> On Tue, Mar 22, 2011 at 3:43 AM, Val Smith <[email protected]> 
> wrote:
> > There is a fundamental problem with this discussion. Those who actually
> > work in the field of cyber-war (if it exists ;) can't comment, or can
> > only comment in a vague way or one which disinforms. At least in this
> > country and probably the others.

I don't think people truly appreciate just how true this paragraph is, and how 
much our views get distorted as a result. It appears true even in the authors 
paper, note how in his examples he completely omits referencing things like 
titan rain and moonlight maze et al as background history; which makes me 
wonder if a classified version of this paper exists and what it says if it 
does. 


> This may be true. I gave a talk based on my experiences on
> cyberdefense exercises and it is quite difficult to speak meaningfully
> in the open public.

I can't speak for Greece's policies, but from the personal experience of a 
security investigation due to this email ( http://gr.linkedin.com/in/yiorgos ), 
an fbi investigation from that employer getting owned, an fbi visit when I 
tried to do a public talk (25c3, apparently we do have something to hide), and 
so on, I can say semi-authoritively they don't like you talking about this sort 
of stuff. 

Although in all fairness, this appears to be changing, I'm continually blown 
away by statements I read from DoD et al that say things I'm pretty sure would 
end up with the fbi at my door again. I'm hoping this means citizens of lower 
stature can start being a little more loose lipped.
 
> With the paper at hand I think there is a terminology problem. The
> same word means different things to different people and it is my
> understanding that Libicki uses more narrow (strict) definitions for
> cyberwar than most would expect. 

I think to some degree you're correct; my guess is that he's using the 
"strictly with computers through the internet" type of definition, instead of a 
"everything that is electronic" definition. This would explain his strange list 
of historical examples. 

> However in the case of this paper, I
> too am guilty of reading it diagonally and although I like reading him
> and generally agree with his views, his last paragraph does not
> connect well with my mindset.

After my original post, I read more of the paper and it appears that he is 
basically just saying that cyber-warfare is at best a second-tier strategic 
weapon. I still disagree with him on many points, id est his list of pre-reqs 
for cyber attack, the requirements that a target be unprepared and unlucky, 
that the measure/counter-measure game leads to a permanently lower plateau of 
efficacy for the attacker, et cetera. I'm becoming a little self-conscious at 
my ability to spam long emails to public lists, so I'm not going to expand on 
the thoughts any, just note that I disagree.

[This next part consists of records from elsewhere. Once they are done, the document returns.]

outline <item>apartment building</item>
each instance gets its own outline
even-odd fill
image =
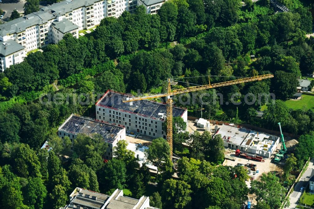
[[[63,139],[67,137],[72,142],[79,134],[84,134],[91,138],[95,134],[102,137],[108,146],[104,155],[108,159],[112,158],[113,147],[118,142],[125,140],[125,128],[123,127],[73,114],[58,129],[59,137]]]
[[[156,14],[165,0],[138,0],[138,6],[143,5],[148,14]]]
[[[127,131],[166,138],[166,132],[162,130],[166,119],[166,104],[148,100],[122,102],[128,96],[107,91],[96,103],[96,119],[125,127]],[[181,117],[187,122],[186,109],[174,107],[172,115]]]
[[[136,0],[65,0],[0,25],[0,41],[13,40],[29,51],[57,43],[68,33],[78,38],[78,30],[95,27],[105,17],[118,17],[125,10],[132,12],[137,4]]]
[[[0,41],[0,72],[22,62],[26,56],[25,48],[12,40]]]
[[[158,209],[149,206],[149,198],[139,199],[123,196],[116,189],[110,196],[76,187],[70,195],[70,203],[60,209]]]
[[[52,37],[54,43],[58,43],[63,38],[64,35],[70,33],[78,38],[78,26],[68,19],[52,22]]]

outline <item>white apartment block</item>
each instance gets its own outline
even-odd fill
[[[166,138],[166,132],[162,130],[166,104],[148,100],[122,102],[128,96],[107,91],[96,104],[96,119],[125,127],[127,132]],[[187,123],[186,109],[174,107],[172,115],[181,117]]]
[[[125,128],[124,127],[73,114],[60,126],[58,131],[59,137],[63,139],[67,137],[72,143],[79,134],[84,134],[92,138],[95,134],[100,134],[108,145],[104,155],[108,159],[112,159],[113,147],[118,142],[125,140]]]
[[[0,41],[0,72],[22,62],[26,56],[25,47],[13,40]]]
[[[13,40],[29,51],[57,43],[68,33],[78,38],[78,31],[95,27],[105,17],[118,17],[125,10],[132,12],[137,5],[136,0],[65,0],[0,25],[0,41]]]
[[[158,209],[149,206],[149,197],[139,199],[123,196],[116,189],[111,195],[76,187],[70,195],[70,203],[59,209]]]
[[[148,14],[156,14],[165,0],[138,0],[138,6],[143,5]]]

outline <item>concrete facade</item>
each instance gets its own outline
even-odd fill
[[[157,14],[160,7],[166,2],[165,0],[138,0],[138,6],[143,5],[146,9],[148,14]]]
[[[125,128],[120,126],[95,121],[89,118],[71,115],[58,129],[58,135],[62,139],[66,137],[73,143],[79,134],[84,134],[92,138],[94,134],[102,136],[108,147],[104,156],[106,159],[112,158],[113,147],[118,142],[125,140]]]
[[[127,96],[109,90],[96,104],[96,119],[126,127],[126,131],[166,138],[162,130],[165,119],[165,104],[147,100],[129,103],[122,102]],[[187,122],[186,110],[174,107],[173,117],[180,116]]]

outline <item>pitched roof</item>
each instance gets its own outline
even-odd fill
[[[52,27],[63,34],[78,28],[77,25],[67,19],[52,22]]]
[[[6,41],[0,41],[0,54],[5,56],[24,49],[25,48],[12,39]]]

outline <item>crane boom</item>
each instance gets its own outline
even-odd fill
[[[286,147],[286,144],[284,143],[284,135],[282,134],[282,131],[281,131],[281,126],[280,125],[280,122],[278,123],[278,125],[279,125],[280,134],[281,135],[281,150],[283,151],[286,150],[287,150],[287,148]]]
[[[199,90],[202,90],[212,88],[215,88],[216,87],[220,87],[221,86],[229,86],[233,85],[235,84],[237,84],[241,83],[246,83],[250,81],[260,81],[263,79],[266,78],[273,78],[274,77],[273,75],[272,74],[266,74],[262,75],[254,76],[254,77],[251,77],[250,78],[241,78],[241,79],[237,79],[232,81],[229,81],[222,82],[217,83],[214,83],[211,84],[210,83],[207,84],[202,86],[192,86],[191,87],[185,88],[179,88],[173,90],[170,93],[165,93],[163,94],[158,94],[152,95],[149,95],[148,96],[143,96],[137,97],[130,98],[128,99],[127,100],[123,101],[124,102],[132,102],[135,101],[138,101],[139,100],[143,100],[143,99],[148,99],[155,98],[159,98],[160,97],[166,97],[168,96],[183,93],[187,93],[192,91],[195,91]]]
[[[149,99],[158,98],[166,97],[167,98],[167,141],[169,143],[170,147],[170,159],[172,159],[172,96],[175,94],[178,94],[183,93],[187,93],[199,90],[208,89],[215,87],[221,86],[230,86],[238,83],[244,83],[254,81],[260,81],[263,79],[273,78],[273,75],[272,74],[266,74],[262,75],[254,76],[250,78],[244,78],[240,79],[237,79],[232,81],[225,81],[219,83],[214,83],[213,84],[210,84],[210,81],[209,84],[201,86],[197,86],[175,89],[171,90],[170,83],[171,80],[170,78],[168,79],[168,86],[167,93],[159,94],[153,95],[148,96],[143,96],[137,97],[128,97],[126,100],[123,100],[123,102],[130,102],[135,101],[147,99]],[[209,78],[209,77],[208,77]]]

Basically, I agree that it's a second/third-tier weapon, however I think a lot 
of the reasoning given is faulty and takes a lot of logical jumps to draw 
conclusions which in turn become suspect. For instance, he seems to think that 
the second I break into your computers, you become aware of it and thus my 
second wave will be less successful. Whereas the reality is that the US govt 
has spent tons of money building SoCs that have never identified an incident, 
where even if they did it's unlikely they would be able to accurately identify 
the hole that allowed the intrusion in the first place, and once thats all 
done, the attacker is actually on like round 30, not round 2-- assuming they 
didn't get what they wanted in round 1 and needed/wanted to continue the attack.


> (Should not one invite Libicki in the discussion? It would help the
> discussion and could lead to a better understanding of what he wrote
> and what we understood).

CC'd; I'd be curious about a discussion, but my hopes are not high.